Metal Lunch

Don P. Mitchell

[Robots work at an assembly line viewed through transparent gears and works.
Toaster ovens roll by on the belt.  One robot sparks and stops working, but
the others do not notice.  Robot heads are blank metal ellipsoids.]

Narrator: (speaking rather tonelessly)

	How do you measure value?  By the price tag?  By the need?
	By the blood and sweat that goes into making something?  Robots
	do not produce labor value, though.  They are not part of the
	social contract.  There is no mechanical Karl Marx to save them.


[Robot leans against a lamp post smoking a cigarette.  Another robot
walks by and stops.  They walk off together into the black background.]

Narrator:

	Robots don't reproduce sexually.  They can't even come.  Even so,
	many of them engage in copulation.  No one knows why, but everyone
	agrees it is very unwholesome.  Perhaps it is done as satire.

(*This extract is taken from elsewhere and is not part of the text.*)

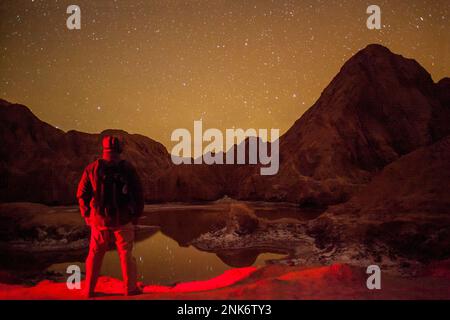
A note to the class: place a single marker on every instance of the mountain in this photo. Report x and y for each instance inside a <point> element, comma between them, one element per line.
<point>378,108</point>
<point>403,212</point>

[Robot sitting in an alley against a brick wall.  It pushes a metal probe
into an open access panel in its arm.  Camera switches to shot looking down
from directly overhead.]

Narrator:

	Robots have primitive concepts of reward and punishment to allow
	easy programming.  Some robots become junkies by searching for wires
	leading to their pleasure center and applying high voltage to
	them.  This is called "back planing" and eventually destroys the
	robot's electronic control system.


[Robot rivoted to a cross made of steel "I" beams.  Above it is a Latin
enscription: "Sic Biscuitus Disintegratum".  Camera is in front and above
the robot as in Dali's painting of the Crucifixion.]

Narrator:

	Robots have a cold, metallic religion that offers no sympathy.  They
	worship primitive mechanical Archetypes: The Screw, The Lever,
	The Incline Plane.


[Back to original scene of robots at assembly line.  One suddenly shoots
itself in the head.  Immediately, its head is replaced with a new one and
the robot goes back to work.]

Narrator:

	Occasionally, a robot is overcome by hopelessness and
	existential ennui, but there is no escape.